Rituximab, administered as an intravenous infusion at a dose of 375 mg/m2 at weekly intervals for 4 doses to 203 patients with NHL naive to rituximab, yielded a mean Cmax following the fourth infusion of 486 μg/ml (range, 77.5 to 996.6 μg/ml). Rituximab was detectable in the serum of patients 3-6 months after completion of last treatment.
Upon administration of rituximab at a dose of 375 mg/m2 as an intravenous infusion at weekly intervals for 8 doses to 37 patients with NHL, the mean Cmax increased with each successive infusion, spanning from a mean of 243 μg/ml (range, 16-582 μg/ml) after the first infusion to 550 μg/ml (range, 171 - 1177 μg/ml) after the eighth infusion.
The pharmacokinetic profile of rituximab when administered as 6 infusions of 375 mg/m2 in combination with 6 cycles of CHOP chemotherapy was similar to that seen with rituximab alone.
Chronic lymphocytic leukaemia: Rituximab was administered as an IV infusion at a first-cycle dose of 375 mg/m2 increased to 500 mg/m2 each cycle for 5 doses in combination with fludarabine and cyclophosphamide in CLL patients. The mean Cmax (N=15) was 408 μg/ml (range, 97 - 764 μg/ml) after the fifth 500 mg/m2 infusion and the mean terminal half-life was 32 days (range, 14 - 62 days).
Granulomatosis with polyangiitis and microscopic polyangiitis: Based on the population pharmacokinetic analysis of data in 97 patients with granulomatosis with polyangiitis and microscopic polyangiitis who received 375 mg/m2 Rituximab once weekly for four doses, the estimated median terminal elimination half-life was 23 days (range, 9 to 49 days). Rituximab mean clearance and volume of distribution were 0.313 L/day (range, 0.116 to 0.726 L/day) and 4.50 L (range 2.25 to 7.39 L) respectively.
Toxicology: Preclinical safety data: Rituximab has shown to be highly specific to the CD20 antigen on B cells. Toxicity studies reported with rituximab in cynomolgus monkeys have shown no other effect than the expected pharmacological depletion of B cells in peripheral blood and in lymphoid tissue.

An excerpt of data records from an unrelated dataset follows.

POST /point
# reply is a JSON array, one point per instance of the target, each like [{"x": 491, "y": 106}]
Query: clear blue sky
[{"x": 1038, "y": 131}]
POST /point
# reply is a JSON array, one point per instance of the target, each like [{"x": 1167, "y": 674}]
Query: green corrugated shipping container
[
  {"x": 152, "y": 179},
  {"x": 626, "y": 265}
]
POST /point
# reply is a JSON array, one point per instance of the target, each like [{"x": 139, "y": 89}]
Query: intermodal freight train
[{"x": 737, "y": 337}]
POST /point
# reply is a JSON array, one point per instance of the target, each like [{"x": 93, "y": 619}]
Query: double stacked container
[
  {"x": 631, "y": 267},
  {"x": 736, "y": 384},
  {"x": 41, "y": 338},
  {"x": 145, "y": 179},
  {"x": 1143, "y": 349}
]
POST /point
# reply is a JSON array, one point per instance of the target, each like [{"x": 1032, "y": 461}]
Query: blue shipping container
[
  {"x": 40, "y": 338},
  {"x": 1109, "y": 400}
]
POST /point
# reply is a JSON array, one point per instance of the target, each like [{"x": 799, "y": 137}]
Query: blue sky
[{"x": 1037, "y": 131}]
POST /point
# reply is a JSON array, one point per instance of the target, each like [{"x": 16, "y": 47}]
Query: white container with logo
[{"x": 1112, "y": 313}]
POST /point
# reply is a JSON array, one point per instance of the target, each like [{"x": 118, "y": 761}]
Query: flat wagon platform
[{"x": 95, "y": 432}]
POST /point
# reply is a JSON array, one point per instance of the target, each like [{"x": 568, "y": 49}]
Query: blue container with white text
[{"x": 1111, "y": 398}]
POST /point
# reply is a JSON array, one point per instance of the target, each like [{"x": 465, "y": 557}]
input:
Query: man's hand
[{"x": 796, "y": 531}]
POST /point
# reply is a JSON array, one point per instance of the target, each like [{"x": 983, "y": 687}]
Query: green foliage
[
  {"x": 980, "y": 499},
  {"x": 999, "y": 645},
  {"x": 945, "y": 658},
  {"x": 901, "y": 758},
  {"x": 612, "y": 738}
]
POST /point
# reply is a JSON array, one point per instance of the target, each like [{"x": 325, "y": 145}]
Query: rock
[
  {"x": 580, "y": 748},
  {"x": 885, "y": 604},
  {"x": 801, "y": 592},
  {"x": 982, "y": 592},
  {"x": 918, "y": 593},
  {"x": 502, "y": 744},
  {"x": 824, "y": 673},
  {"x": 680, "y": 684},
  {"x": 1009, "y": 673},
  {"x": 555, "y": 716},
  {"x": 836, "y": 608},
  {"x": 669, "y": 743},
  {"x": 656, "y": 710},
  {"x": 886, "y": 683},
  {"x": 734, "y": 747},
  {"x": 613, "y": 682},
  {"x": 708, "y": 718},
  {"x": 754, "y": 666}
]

Developmental toxicity studies with rituximab have been performed in cynomolgus monkeys at dosages up to 100 mg/kg (treatment on gestation days 20-50) and have revealed no evidence of toxicity to the foetus due to rituximab. However, dose-dependent pharmacologic depletion of B cells in the lymphoid organs of the foetuses was observed, which persisted post natally and was accompanied by a decrease in IgG level in the newborn animals affected. B cell counts returned to normal in these animals within 6 months of birth and did not compromise the reaction to immunization.
Standard tests to investigate mutagenicity have not been carried out, since such tests are not relevant for this molecule. No long-term animal studies have been performed to establish the carcinogenic potential of rituximab.
Specific studies to determine the effects of rituximab on fertility have not been performed. In general toxicity studies in cynomolgus monkeys no deleterious effects on reproductive organs in males or females were observed.